What does that mean? Let’s say that your business is located in the UK but you have customers from other EU countries as well. If your domestic VAT threshold has not been met, then you still have to register for VAT to pay it on purchases made by non-UK EU customers. Because there is no threshold there.

People can register with each EU member country’s tax authority individually. Or they can register via a so-called VAT Mini One Stop Shop (VAT MOSS).

European bureaucrats and politicians decided in their infinite wisdom that the real big money is in online sales of digital products and services. Only if they could get their hands on the twenty cents or pennies of each sold ebook or pattern, surely then the many collapsing EU government budgets would be saved.

Let’s ignore for the moment the corruption and outright stealing by those same bureaucrats and politicians. A fact that is well-documented and going on on a much larger scale in many EU countries, especially the ones on the brink of bankruptcy. Let’s ignore the moral outrage regarding the fact that these people want to get their hands on the cash of considerably lower income people to make up for the stealing and corruption.

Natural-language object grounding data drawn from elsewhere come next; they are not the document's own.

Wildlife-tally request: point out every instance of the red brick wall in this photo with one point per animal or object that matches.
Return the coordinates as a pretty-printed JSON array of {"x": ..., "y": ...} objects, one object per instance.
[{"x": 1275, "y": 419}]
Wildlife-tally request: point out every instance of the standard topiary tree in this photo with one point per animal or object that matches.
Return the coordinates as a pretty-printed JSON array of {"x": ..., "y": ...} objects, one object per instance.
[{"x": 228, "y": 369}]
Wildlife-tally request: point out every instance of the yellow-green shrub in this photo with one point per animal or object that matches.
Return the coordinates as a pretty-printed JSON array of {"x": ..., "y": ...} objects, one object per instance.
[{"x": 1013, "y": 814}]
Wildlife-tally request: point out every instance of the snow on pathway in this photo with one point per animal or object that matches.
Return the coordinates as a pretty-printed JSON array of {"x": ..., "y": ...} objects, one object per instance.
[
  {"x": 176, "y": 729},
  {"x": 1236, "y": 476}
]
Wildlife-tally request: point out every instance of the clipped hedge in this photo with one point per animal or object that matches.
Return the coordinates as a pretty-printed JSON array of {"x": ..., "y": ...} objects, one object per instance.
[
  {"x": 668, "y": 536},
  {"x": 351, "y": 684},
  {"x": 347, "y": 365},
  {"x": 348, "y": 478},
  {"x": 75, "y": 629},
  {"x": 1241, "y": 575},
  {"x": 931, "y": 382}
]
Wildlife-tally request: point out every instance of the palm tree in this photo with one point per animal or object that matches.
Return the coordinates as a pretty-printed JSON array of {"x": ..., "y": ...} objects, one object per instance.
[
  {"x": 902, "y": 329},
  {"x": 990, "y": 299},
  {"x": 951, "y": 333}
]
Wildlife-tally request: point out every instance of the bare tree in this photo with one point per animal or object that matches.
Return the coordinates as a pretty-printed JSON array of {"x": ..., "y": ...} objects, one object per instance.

Let’s ignore all that and let’s focus on what is important — after you become a VAT payer, you will have to:

  • raise your prices and become less competitive
  • pay for an accountant to deal with the above-mentioned bureaucratic hassle, or
  • waste your own time dealing with it — time you won’t be able to spend on growing your business

Many small online businesses are already deciding to close up shop. Others are waiting for a last minute change of hearts from EU politicians and bureaucrats. A vain hope, I think.

Dodging the Bullet — In Theory

It would be great to have a way to remain in business, keep selling to EU customers, and not pay VAT, wouldn’t it? I think so. That’s why I came up with the following scheme:


VAT Avoidance Scheme

What this means is that when visitors arrive to your website, you register their IP addresses. Based on their IP addresses you will know whether they are from an EU member country or not.

When a visitor from an EU country decides to click through to a product page on your website, where he or she would be able to purchase an item — you redirect this visitor to a third party marketplace.

In that case you get around the VAT hassle, because only non-EU customers will be able to buy directly from you. You are not required to pay VAT on their purchases.

And you let the third party marketplace worry about dealing with EU customers and the VAT mess.

Dodging the Bullet — In Practice

What we need for putting this thing into practice is an excellent WordPress plugin. The plugin needs to be able to flawlessly redirect visitors based on their geolocation. It also needs to do it on a per page or per post basis.

I was able to find one such plugin. It is called WordPress GeoIP Country Redirect and it is not free. It costs $15 but considering the tremendous hassle of VAT bureaucracy, I think it is not that much of an investment.

Try it out by clicking here. If you are accessing the page from an EU member country, you get redirected to a page saying “Welcome dear EU visitor!”. Otherwise, you will see the original page that says “Welcome dear visitor!”

The second thing needed is a third party marketplace for your digital goods. Thankfully, there are many of these around, most notably Etsy. In these, it is very simple to set up shop, upload your digital goods, and start selling. The marketplace deducts a small sales and/or listing fee and sends the remaining amount to your account (usually at PayPal).


I believe that this is a simple and elegant solution that lets you keep selling your digital products and services to customers worldwide without being burdened by the bureaucratic non-sense of value added taxation procedures.

Also, very importantly, it lets you remain competitive in a business where every penny or cent counts.

Important Note

The above information is intended for educational purposes only. It is not to be construed as legal advice, tax advice, accounting advice, or any other kind of advice in any professional capacity.
Seek professional help from said trades to double-check any information put forward in this post.